Se podría decir que es el blanco del cruce de intereses políticos, sociales, patriarcales, profesionales, laborales e individuales que se producen diariamente en una escuela.

El Equipo Directivo: blanco del cruce de intereses en un centro

Administración

Entes sociales Padres

Profesores Alumnos

E.DIRECTIVO

Intereses políticos

Intereses patriarcales

Intereses individuales Intereses profesionales y laborales

Intereses sociales

Consecuentemente, el equipo directivo está siempre en la cuerda floja, contando con mas o menos apoyos en cada momento y con mas o menos capacidad para actuar en el escenario en el que está. De este modo, el conflicto es inherente a este modelo de dirección, algo saludable y deseable, y que será siempre muestra de que esa organización dispone de buena salud. Otra cuestión será cómo el directivo maneja los conflictos, si los evita, reprime o reconduce.
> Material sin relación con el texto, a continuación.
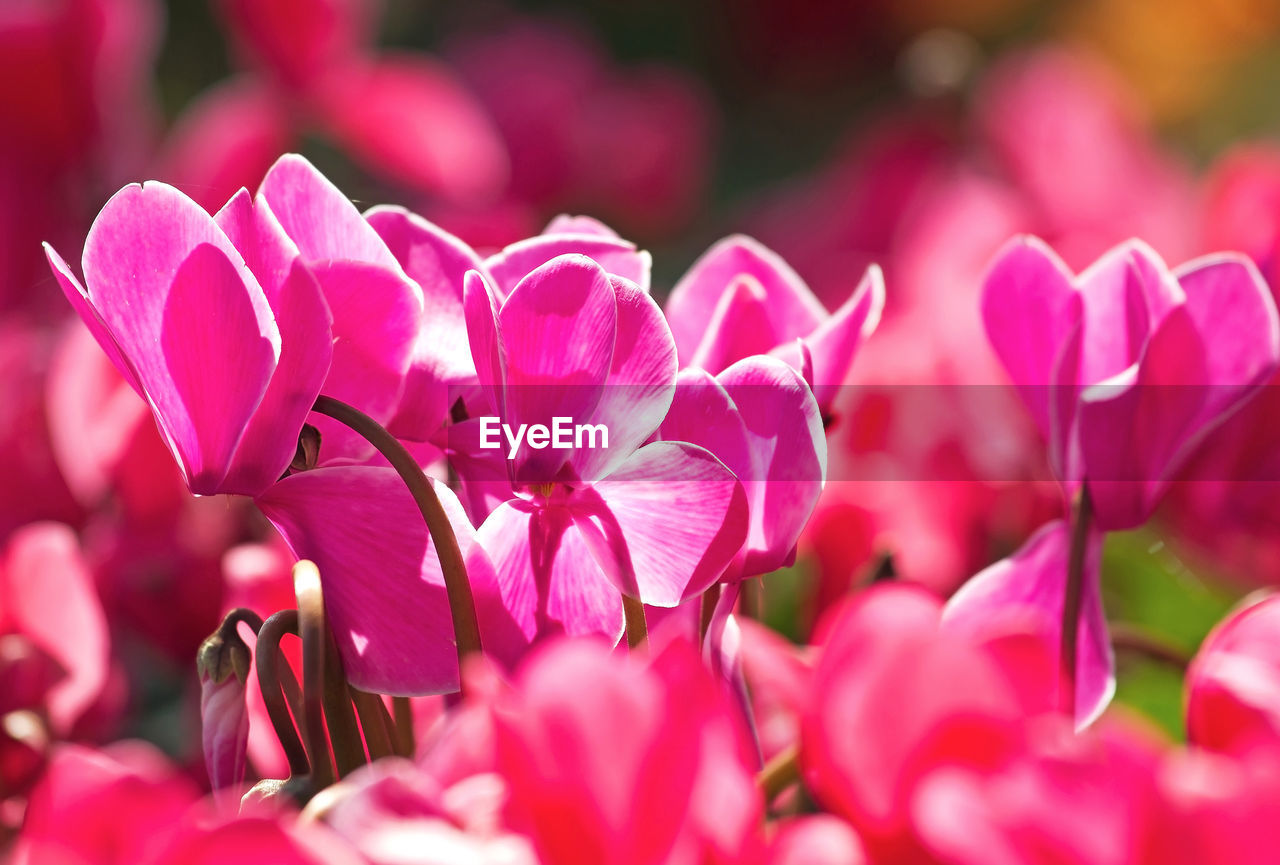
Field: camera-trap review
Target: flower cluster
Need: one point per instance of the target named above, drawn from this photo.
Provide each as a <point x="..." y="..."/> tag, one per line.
<point x="350" y="372"/>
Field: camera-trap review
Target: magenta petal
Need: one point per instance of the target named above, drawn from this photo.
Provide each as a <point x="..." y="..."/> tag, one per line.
<point x="375" y="321"/>
<point x="438" y="262"/>
<point x="567" y="224"/>
<point x="558" y="329"/>
<point x="640" y="385"/>
<point x="1025" y="593"/>
<point x="739" y="326"/>
<point x="548" y="580"/>
<point x="835" y="343"/>
<point x="48" y="595"/>
<point x="682" y="517"/>
<point x="74" y="292"/>
<point x="160" y="270"/>
<point x="408" y="118"/>
<point x="484" y="335"/>
<point x="1235" y="316"/>
<point x="616" y="256"/>
<point x="323" y="222"/>
<point x="306" y="343"/>
<point x="1031" y="311"/>
<point x="789" y="449"/>
<point x="792" y="307"/>
<point x="1137" y="429"/>
<point x="384" y="591"/>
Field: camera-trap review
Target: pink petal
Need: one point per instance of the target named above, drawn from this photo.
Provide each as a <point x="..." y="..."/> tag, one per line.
<point x="484" y="334"/>
<point x="408" y="118"/>
<point x="306" y="343"/>
<point x="375" y="323"/>
<point x="617" y="256"/>
<point x="740" y="326"/>
<point x="48" y="595"/>
<point x="78" y="297"/>
<point x="673" y="518"/>
<point x="640" y="387"/>
<point x="1137" y="429"/>
<point x="160" y="270"/>
<point x="225" y="140"/>
<point x="1031" y="310"/>
<point x="1025" y="593"/>
<point x="384" y="591"/>
<point x="566" y="224"/>
<point x="558" y="329"/>
<point x="835" y="343"/>
<point x="319" y="218"/>
<point x="548" y="580"/>
<point x="792" y="307"/>
<point x="789" y="451"/>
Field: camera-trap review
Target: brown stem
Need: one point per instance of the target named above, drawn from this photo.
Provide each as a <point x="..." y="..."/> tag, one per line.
<point x="269" y="666"/>
<point x="306" y="585"/>
<point x="405" y="744"/>
<point x="1082" y="515"/>
<point x="638" y="631"/>
<point x="462" y="608"/>
<point x="780" y="773"/>
<point x="707" y="612"/>
<point x="1141" y="641"/>
<point x="375" y="722"/>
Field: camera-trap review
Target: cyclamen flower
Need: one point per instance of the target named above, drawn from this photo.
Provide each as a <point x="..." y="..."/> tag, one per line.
<point x="1127" y="366"/>
<point x="586" y="525"/>
<point x="740" y="298"/>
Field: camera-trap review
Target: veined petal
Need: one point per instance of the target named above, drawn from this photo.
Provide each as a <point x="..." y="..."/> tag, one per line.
<point x="1025" y="593"/>
<point x="789" y="447"/>
<point x="159" y="271"/>
<point x="319" y="218"/>
<point x="640" y="387"/>
<point x="673" y="518"/>
<point x="616" y="256"/>
<point x="558" y="330"/>
<point x="306" y="343"/>
<point x="792" y="307"/>
<point x="383" y="586"/>
<point x="548" y="580"/>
4.- En cuanto al modo de acceso, el modo de acceso al cargo determina en gran medida el perfil del directivo.

La LOPEGCE ha planteado un reajuste, ya que:

- Se exige un perfil previo

- Deben elaborar un programa de dirección

- Se les exige una antiguedad de 5 años en el cuerpo

- Son elegidos por cuatro años, aunque siempre por el Consejo Escolar

- La Administración puede nombrar a profesores de otros centros, en caso de vacante

La vuelta del director de nuevo a su papel como profesor del centro, queramos o no, condiciona su actuación y, aunque sea de modo inconsciente, todo directivo lo suele tener in mente cuando actúa, y, sobre todo, en el último periodo de sus mandato.

5.- En cuanto a sus funciones como directivo Debe ser un coordinador, un animador, un dinamizador. El ámbito de las principales decisiones que se toman en un centro corresponde al Consejo Escolar y al Claustro, su dirección se debe llevar a cabo por convencimiento, no por ordeno y mando. Si nos fijamos en las competencias del director, observamos cómo las que se refieren a coordinación y ejecución son las que dominan.

Un futuro director debe asumir que su labor está ahí. Es cierto que en muchas ocasiones deberá tomar lo que se suelen denominar las decisiones del día a día, pero aquellas que condicionan y determinan la vida del centro se toman en los órganos colegiados, siendo el director el responsable de coordinar su ejecución.

Competencias del Director (Regl. Org. art.31)

1.- De representación

• Ostentar oficialmente la representación del centro.

2.- Administrativas

• Autorizar gastos y ordenar pagos

• Visar las certificaciones y documentos oficiales

3.- Coordinación y ejecución

• Cumplir y hacer cumplir las leyes demás disposiciones.

• Ejecutar los acuerdos de los órganos colegiados

• Dirigir y coordinar todas las actividades del centro.

• Gestionar los medios materiales del centro.

• Ejercer la jefatura de todo el personal adscrito al centro y aplicar el régimen disciplinario de todo el personal adscrito al centro.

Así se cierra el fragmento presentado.